Study Finds How LCD Projectors Switch Neurons On-Off Like Light Bulbs in Worms

by Kathy Jones on  January 18, 2011 at 8:37 PM Research News   - G J E 4
A novel way to control the brain and muscles of tiny organisms, including freely moving worms has been discovered by researchers who are using inexpensive components from ordinary liquid crystal display (LCD) projectors.
 Study Finds How LCD Projectors Switch Neurons On-Off Like Light Bulbs in Worms
Study Finds How LCD Projectors Switch Neurons On-Off Like Light Bulbs in Worms

Red, green and blue lights from a projector activate light-sensitive microbial proteins that are genetically engineered into the worms, allowing the researchers to switch neurons on and off like light bulbs and turn muscles on and off like engines.

The new study has shed light on how the inexpensive illumination technology allows researchers to stimulate and silence specific neurons and muscles of freely moving worms, while precisely controlling the location, duration, frequency and intensity of the light.

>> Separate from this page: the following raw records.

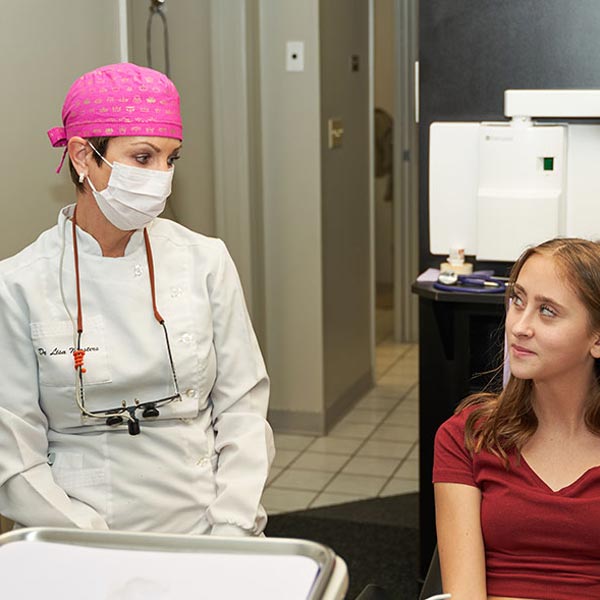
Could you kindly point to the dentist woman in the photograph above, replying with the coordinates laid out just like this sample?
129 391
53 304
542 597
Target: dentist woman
134 394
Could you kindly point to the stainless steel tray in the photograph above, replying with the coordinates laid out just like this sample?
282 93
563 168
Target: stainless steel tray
322 555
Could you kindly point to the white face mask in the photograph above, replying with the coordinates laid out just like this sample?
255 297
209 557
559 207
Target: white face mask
133 196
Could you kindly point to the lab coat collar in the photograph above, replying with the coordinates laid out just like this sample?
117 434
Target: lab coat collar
87 243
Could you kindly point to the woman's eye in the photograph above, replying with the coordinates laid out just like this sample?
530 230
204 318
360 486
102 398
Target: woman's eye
547 311
517 300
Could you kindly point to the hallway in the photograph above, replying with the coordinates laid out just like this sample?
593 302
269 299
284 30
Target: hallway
372 452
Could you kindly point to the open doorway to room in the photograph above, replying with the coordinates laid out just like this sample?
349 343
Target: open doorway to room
383 31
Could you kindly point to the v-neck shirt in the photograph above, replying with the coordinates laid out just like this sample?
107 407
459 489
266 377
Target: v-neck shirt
539 543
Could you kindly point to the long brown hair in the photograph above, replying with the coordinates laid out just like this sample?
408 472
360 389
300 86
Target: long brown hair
502 423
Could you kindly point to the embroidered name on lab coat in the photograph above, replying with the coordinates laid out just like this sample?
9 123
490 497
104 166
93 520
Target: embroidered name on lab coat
61 351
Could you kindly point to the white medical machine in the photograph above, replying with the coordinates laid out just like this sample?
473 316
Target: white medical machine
496 188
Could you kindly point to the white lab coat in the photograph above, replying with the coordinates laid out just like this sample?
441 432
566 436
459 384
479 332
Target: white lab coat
202 465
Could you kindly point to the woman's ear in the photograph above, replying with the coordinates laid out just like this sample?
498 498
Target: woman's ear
79 152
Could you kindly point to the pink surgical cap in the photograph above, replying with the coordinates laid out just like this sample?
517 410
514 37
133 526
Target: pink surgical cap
119 100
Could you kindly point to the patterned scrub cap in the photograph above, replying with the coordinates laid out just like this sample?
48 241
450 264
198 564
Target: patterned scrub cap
119 100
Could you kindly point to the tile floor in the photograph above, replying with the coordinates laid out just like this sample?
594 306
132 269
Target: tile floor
372 452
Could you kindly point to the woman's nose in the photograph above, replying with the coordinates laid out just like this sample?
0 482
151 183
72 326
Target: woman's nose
522 324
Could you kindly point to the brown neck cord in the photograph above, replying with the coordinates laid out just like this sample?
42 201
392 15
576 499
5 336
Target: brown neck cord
78 354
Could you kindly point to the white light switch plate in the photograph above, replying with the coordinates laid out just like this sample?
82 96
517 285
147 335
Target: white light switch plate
294 56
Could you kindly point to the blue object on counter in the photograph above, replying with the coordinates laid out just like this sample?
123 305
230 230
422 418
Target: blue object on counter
480 282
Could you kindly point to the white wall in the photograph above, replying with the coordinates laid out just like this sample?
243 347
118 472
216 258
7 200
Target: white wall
44 47
384 79
345 205
292 212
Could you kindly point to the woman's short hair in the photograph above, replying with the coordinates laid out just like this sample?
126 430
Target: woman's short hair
101 144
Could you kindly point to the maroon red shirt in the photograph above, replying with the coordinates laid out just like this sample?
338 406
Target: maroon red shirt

"This illumination instrument significantly enhances our ability to control, alter, observe and investigate how neurons, muscles and circuits ultimately produce behavior in animals," said Hang Lu, of the Georgia Institute of Technology.

"Because the central component of the illumination system is a commercially available projector, the system's cost and complexity are dramatically reduced, which we hope will enable wider adoption of this tool by the research community," explained Lu.

By connecting the illumination system to a microscope and combining it with video tracking, the researchers are able to track and record the behavior of freely moving animals, while maintaining the lighting in the intended anatomical position.

When the animal moves, changes to the light's location, intensity and color can be updated in less than 40 milliseconds.

Once Lu and her team built the prototype system, they used it to explore the 'touch' circuit of the worm Caenorhabditis elegans by exciting and inhibiting its mechano-sensory and locomotion neurons.

The findings were reported in the advance online edition of the journal Nature Methods.